Small, dark houses—sooty, their openings twisted shut as if having fallen stubbornly silent—lined the street. On the plaster walls, stains had corroded into spiderweb patterns. From every alleyway, filthy water trickled out, following depressions in the cobblestones to carve its own channels. To this merged the gathering raindrops, their gurgle creating a riverbed murmur through the street. Madame Bessechere hitched her kimono hem with jaunty precision, matching her umbrella’s sway as she strode ahead at an angle from the pair. Her gaudy silhouette dispersed some of the stagnant stench—muddy water and garlic stewing in gutters. Wedged between these grime-crumbled houses crouched dance halls—Bar des Trois Colonnes, Bar des Familles, Maison Bar—like gilded dentures in rotten gums. Their varnished facades glowed wine-dark beneath entranceway florals thick as stage makeup. Across windows coiled with garish neon, “Dancing Free” slanted in white chalk—a Bastille Festival courtesy for regular patrons. Their profit came through liquor instead.

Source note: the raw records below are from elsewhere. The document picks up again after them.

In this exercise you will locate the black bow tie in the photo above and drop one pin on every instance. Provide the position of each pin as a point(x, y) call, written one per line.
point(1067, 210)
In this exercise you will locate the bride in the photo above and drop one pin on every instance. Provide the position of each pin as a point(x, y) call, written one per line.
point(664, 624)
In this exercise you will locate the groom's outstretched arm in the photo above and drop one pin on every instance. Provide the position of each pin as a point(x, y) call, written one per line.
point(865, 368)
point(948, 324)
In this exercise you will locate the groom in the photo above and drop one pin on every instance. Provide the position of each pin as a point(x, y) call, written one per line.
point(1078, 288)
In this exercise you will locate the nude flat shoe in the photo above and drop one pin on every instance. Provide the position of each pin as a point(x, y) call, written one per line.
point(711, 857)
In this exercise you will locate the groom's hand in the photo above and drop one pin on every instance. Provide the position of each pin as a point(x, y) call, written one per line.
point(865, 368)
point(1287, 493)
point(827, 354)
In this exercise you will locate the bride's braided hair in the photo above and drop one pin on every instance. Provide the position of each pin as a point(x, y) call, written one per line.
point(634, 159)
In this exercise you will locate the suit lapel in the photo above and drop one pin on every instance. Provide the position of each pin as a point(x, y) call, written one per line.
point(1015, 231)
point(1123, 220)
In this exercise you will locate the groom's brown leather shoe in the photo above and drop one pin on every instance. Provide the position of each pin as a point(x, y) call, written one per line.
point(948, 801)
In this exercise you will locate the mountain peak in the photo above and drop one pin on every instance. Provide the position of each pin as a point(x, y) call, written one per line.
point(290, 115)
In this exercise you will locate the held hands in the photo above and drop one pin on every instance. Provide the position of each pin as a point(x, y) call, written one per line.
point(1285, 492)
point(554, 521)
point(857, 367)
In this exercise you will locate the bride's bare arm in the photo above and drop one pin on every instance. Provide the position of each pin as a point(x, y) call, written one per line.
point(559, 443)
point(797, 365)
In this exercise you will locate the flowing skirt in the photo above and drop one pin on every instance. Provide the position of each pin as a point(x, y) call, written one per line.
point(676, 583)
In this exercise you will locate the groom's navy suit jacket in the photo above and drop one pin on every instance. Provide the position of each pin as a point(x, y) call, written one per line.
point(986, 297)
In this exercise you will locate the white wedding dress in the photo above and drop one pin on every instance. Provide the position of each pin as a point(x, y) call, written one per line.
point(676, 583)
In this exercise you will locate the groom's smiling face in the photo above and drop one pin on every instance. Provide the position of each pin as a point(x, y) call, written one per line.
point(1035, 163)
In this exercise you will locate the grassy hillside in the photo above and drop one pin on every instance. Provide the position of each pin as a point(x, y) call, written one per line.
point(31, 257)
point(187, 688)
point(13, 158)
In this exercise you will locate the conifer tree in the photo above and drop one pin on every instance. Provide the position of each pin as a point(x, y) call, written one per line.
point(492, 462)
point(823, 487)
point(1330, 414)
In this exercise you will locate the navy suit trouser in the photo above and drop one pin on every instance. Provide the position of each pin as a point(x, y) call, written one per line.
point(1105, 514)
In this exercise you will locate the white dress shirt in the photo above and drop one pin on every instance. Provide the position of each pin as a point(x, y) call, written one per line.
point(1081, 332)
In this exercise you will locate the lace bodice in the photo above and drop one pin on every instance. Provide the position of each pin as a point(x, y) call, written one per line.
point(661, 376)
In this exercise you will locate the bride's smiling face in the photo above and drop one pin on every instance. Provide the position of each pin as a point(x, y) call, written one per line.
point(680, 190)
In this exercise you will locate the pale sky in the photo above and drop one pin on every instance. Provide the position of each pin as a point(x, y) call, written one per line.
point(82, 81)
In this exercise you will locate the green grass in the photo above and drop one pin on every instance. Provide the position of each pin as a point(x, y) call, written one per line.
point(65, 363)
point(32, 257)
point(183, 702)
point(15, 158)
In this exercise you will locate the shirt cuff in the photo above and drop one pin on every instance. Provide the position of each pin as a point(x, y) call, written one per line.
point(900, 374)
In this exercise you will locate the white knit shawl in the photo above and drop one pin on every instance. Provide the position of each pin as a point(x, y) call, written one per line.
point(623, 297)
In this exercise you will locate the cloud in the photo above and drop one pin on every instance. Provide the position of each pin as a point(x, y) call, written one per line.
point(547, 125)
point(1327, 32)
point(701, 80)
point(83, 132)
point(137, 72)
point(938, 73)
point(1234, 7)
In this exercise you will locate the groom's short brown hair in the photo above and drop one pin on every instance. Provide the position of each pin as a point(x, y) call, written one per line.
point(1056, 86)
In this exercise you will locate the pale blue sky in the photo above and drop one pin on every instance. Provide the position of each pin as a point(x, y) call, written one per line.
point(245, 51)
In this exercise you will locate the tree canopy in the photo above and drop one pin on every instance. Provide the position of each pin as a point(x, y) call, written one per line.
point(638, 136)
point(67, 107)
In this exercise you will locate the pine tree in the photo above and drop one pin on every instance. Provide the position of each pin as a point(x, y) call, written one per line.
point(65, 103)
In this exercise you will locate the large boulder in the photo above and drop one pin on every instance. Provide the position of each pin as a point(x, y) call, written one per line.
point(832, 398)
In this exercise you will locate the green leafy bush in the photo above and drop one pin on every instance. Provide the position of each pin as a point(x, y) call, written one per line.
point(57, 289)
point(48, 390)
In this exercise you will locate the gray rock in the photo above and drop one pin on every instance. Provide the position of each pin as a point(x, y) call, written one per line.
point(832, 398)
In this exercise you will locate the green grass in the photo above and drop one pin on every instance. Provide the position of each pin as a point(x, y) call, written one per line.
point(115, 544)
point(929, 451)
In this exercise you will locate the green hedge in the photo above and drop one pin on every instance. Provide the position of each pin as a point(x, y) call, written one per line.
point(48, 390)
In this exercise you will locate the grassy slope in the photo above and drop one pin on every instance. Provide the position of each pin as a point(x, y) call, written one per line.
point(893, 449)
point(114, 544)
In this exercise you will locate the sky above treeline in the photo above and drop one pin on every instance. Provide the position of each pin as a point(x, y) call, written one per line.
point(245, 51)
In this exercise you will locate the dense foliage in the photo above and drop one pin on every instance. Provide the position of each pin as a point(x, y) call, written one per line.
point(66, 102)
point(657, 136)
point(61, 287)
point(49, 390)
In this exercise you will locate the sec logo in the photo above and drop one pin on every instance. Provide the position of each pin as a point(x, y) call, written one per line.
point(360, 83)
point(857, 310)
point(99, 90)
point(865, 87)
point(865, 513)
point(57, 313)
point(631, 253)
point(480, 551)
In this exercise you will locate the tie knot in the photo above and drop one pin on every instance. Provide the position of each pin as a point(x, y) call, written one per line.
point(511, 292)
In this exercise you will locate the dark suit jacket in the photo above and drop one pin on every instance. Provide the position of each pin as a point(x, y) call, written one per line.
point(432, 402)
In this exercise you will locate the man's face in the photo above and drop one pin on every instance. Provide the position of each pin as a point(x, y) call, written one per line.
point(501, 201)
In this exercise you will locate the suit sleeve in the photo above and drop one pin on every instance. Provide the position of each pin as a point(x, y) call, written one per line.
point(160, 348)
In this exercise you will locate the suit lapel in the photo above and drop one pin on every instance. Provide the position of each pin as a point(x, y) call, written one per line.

Before each hall spilled young men hunched against raucous tunes, hands jammed in pockets, alongside girls bedizened in cheap frippery—all churning in vulgar disarray.

Upon closer inspection, they were playfully roughhousing with each other, teasing one another, and hesitating about where to go. As Madame Bessechere—far too elegant for such a place—briskly closed her umbrella and entered one of the dance hall’s Bouzouka Bars, they fell silent and turned to look. Then, as the eye-catching beauty Janet pulled Shinkichi along with practiced ease and entered next, two or three from their group trailed after them out of curiosity.

The interior wasn’t very spacious. Facing the counter stood about two rows of bare tables and chairs arranged as seating. Passing through that space revealed a dance floor measuring thirteen tsubo at the far end. Around it too ran a single row of customer tables. The three musicians, crowded out by the narrow space, had been forced up into a jutting recess high on the wall where they sat crammed together, desperately trying to enliven the atmosphere. Their cramped state looked as if someone had stuffed a human into a swallow’s nest. Even Shinkichi, long accustomed to Paris, had never encountered such a place before.

“Do those musicians have to set up a ladder each time they climb up and down?” “You’re still making such carefree remarks. Rather than that…” While replying with visible frustration, Janet’s breathing grew conspicuously rapid in the dance hall’s air. The three of them sat down at a table in the corner leading from the entrance passage to the dance floor. The stench of cheap liquor, sweat, cooking grease—all trapped by the rain—mingled with dust kicked up from shoe soles and tobacco smoke, thickening the room’s air into a murky haze. The light from the chandelier struck the motes floating near the ceiling, making them appear like streaks of pink and purple clouds. Upon closer inspection, those clouds quivered in perfect sync with the dance’s tempo, then as a whole began drifting slowly in the same direction as the swirling dancers. New small national flags, their cloth edges stiffened and curled, were strung up like a child’s craft. In comparison, the colored cords and braid were gaudy and disproportionately large.

Even Madame Bessechere—who had been pressing a white handkerchief to her nose as if her chest were growing queasy while sipping harshly acidic wine—seemed to have grown somewhat accustomed, for she resolutely removed the handkerchief. Then she immediately sniffed sharply and said, "Oh, I smell fennel."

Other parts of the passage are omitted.